Some languages ( I believe perl does, not sure ) permit bitwise arithmetic on strings. Giving you a much greater effective range. ( (strlen * 8bit chars ) combinations )
However, I wouldn't use a single value for superimposition of more than one /type/ of data. The basic r/w/x triplet of 3-bit ints would probably be the upper "practical" limit, not for space efficiency reasons, but for practical development reasons.
( Php uses this system to control its error-messages, and I have already found that its a bit over-the-top when you have to define values where php's constants are not resident and you have to generate the integer by hand, and to be honest, if chmod didn't support the 'ugo+rwx' style syntax I'd never want to use it because i can never remember the magic numbers )

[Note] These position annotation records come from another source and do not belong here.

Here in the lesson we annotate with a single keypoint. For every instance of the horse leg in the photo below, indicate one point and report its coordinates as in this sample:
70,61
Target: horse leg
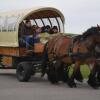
98,74
78,76
92,78
71,81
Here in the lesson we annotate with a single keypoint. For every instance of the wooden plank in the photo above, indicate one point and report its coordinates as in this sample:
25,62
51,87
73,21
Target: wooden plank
10,51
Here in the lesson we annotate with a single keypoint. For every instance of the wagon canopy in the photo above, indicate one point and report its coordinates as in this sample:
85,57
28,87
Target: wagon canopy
9,22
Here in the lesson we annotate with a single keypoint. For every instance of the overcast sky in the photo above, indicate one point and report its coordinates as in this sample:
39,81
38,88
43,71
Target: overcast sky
79,14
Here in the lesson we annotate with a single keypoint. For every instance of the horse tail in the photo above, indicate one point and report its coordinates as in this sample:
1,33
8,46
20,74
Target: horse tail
45,59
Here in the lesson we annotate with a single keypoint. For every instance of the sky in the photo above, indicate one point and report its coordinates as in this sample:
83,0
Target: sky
79,14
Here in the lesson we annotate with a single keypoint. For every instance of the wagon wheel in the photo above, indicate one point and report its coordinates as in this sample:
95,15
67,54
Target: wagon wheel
52,74
24,71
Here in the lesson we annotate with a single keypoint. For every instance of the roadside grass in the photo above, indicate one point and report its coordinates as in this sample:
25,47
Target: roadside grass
85,71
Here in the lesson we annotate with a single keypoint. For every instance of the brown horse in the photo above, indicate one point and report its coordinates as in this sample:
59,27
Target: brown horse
84,53
63,51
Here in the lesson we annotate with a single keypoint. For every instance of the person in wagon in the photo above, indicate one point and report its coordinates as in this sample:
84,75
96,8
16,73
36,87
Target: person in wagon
28,34
54,30
36,35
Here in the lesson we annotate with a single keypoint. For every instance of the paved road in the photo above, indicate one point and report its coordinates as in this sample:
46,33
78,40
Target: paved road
40,89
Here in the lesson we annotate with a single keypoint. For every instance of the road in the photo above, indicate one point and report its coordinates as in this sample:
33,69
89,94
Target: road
40,89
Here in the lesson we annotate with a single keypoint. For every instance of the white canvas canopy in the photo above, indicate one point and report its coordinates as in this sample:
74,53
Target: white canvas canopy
9,22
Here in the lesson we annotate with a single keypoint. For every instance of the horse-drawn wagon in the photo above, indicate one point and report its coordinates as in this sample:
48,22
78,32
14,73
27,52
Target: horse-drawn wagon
15,52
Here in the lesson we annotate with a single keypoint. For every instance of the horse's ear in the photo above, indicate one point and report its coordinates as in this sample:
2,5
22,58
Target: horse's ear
98,26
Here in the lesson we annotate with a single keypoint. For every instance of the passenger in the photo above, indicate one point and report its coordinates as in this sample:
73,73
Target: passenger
47,29
54,30
28,34
36,35
45,34
28,28
21,29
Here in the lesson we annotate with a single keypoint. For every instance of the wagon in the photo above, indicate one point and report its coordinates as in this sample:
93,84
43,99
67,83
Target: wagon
16,56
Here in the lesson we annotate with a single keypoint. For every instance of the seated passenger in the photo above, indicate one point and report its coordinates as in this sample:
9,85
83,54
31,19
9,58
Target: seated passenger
28,34
36,35
47,29
54,30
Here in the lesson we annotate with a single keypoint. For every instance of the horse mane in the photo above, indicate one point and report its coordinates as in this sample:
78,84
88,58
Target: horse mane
90,32
77,38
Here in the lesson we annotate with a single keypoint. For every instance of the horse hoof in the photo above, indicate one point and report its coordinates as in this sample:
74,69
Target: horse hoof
72,84
93,85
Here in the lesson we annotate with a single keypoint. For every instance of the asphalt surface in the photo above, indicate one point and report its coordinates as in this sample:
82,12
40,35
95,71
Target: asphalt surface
40,89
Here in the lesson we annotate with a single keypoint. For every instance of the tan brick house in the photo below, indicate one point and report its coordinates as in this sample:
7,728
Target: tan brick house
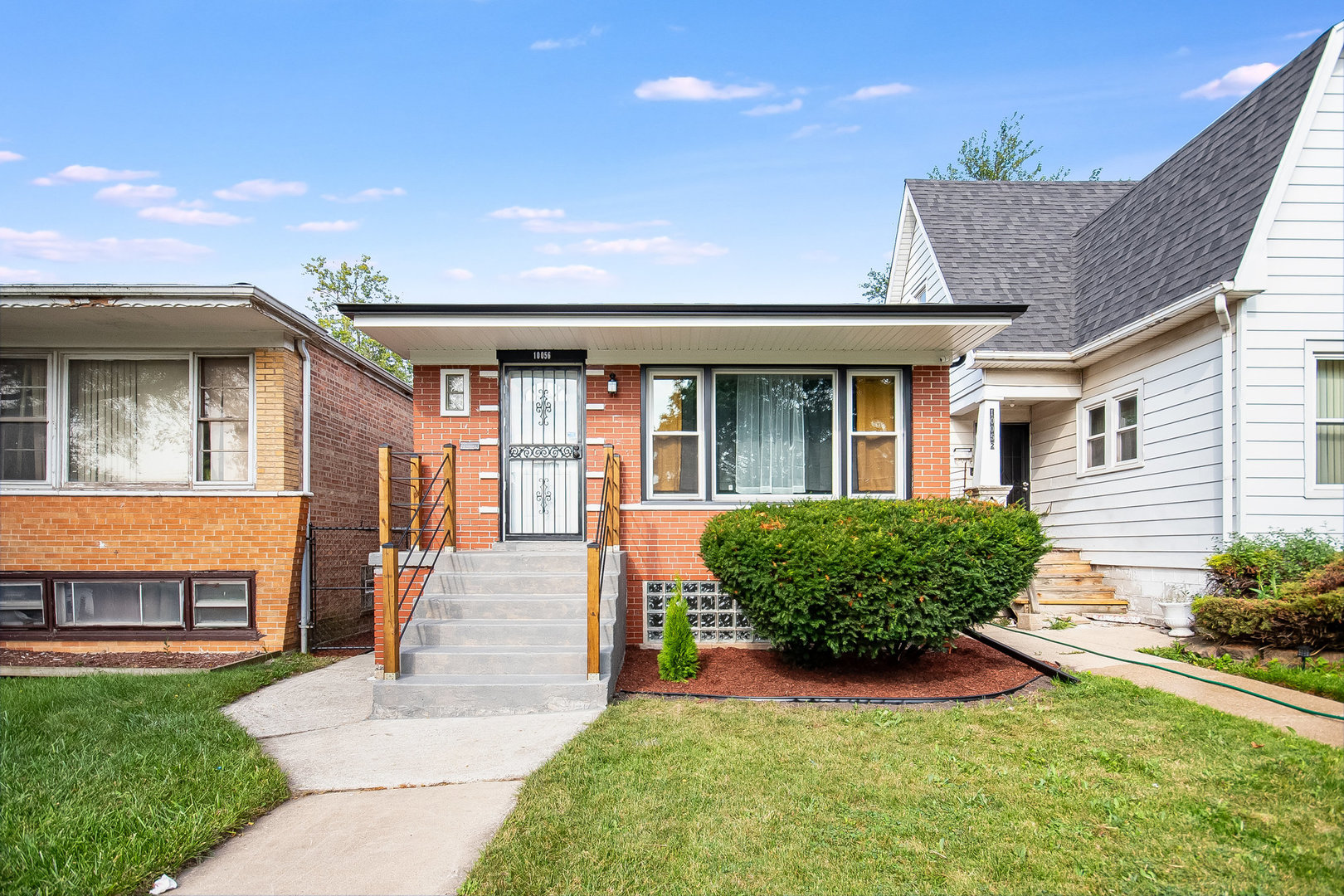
163,450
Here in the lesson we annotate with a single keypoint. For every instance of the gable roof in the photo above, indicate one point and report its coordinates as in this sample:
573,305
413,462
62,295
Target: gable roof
1093,257
1014,242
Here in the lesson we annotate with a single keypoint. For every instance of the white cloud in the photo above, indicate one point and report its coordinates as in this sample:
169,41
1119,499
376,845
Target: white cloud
178,215
574,273
542,226
1238,82
696,89
515,212
663,249
567,43
21,275
90,175
51,246
262,188
370,195
324,226
825,130
774,109
134,195
877,91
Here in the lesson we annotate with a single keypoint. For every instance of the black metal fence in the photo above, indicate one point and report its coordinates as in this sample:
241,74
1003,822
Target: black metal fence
342,586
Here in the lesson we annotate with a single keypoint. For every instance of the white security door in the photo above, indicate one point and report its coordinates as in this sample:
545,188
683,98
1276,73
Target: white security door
543,453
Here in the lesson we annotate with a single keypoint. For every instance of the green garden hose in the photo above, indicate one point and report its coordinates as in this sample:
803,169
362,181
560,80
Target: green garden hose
1175,672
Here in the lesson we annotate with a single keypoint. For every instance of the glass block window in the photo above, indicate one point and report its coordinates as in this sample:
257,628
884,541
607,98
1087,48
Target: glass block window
715,617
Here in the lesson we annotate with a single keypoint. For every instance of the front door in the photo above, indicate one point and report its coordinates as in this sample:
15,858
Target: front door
1015,462
543,451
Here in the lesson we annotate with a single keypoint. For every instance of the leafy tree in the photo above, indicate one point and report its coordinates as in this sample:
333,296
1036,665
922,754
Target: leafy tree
1007,158
679,660
875,286
353,285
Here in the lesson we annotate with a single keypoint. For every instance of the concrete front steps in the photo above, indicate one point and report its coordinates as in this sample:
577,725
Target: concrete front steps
1066,585
503,631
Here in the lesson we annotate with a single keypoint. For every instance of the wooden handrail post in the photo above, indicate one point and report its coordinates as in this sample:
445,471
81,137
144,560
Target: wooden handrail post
392,625
385,494
417,490
594,633
450,494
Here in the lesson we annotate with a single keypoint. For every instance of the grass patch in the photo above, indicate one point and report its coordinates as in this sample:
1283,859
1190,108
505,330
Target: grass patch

The instant you have to crack open a constants table to debug code you know you've gone too far.
Old thread, but it's worth mentioning that there are cases requiring bloated bit masks, e.g., molecular fingerprints, which are often generated as 1024-bit arrays which we have packed in 32 bigint fields (SQL Server not supporting UInt32). Bit wise operations work fine - until your table starts to grow and you realize the sluggishness of separate function calls. The binary data type would work, were it not for T-SQL's ban on bitwise operators having two binary operands.
For example .NET uses array of integers as an internal storage for their BitArray class.
Practically there's no other way around.
That being said, in SQL you will need more than one column (or use the BLOBS) to store all the states.
You tagged this question SQL, so I think you need to consult with the documentation for your database to find the size of an integer. Then subtract one bit for the sign, just to be safe.
Edit: Your comment says you're using MySQL. The documentation for MySQL 5.0 Numeric Types states that the maximum size of a NUMERIC is 64 or 65 digits. That's 212 bits for 64 digits.
Remember that your language of choice has to be able to work with those digits, so you may be limited to a 64-bit integer anyway.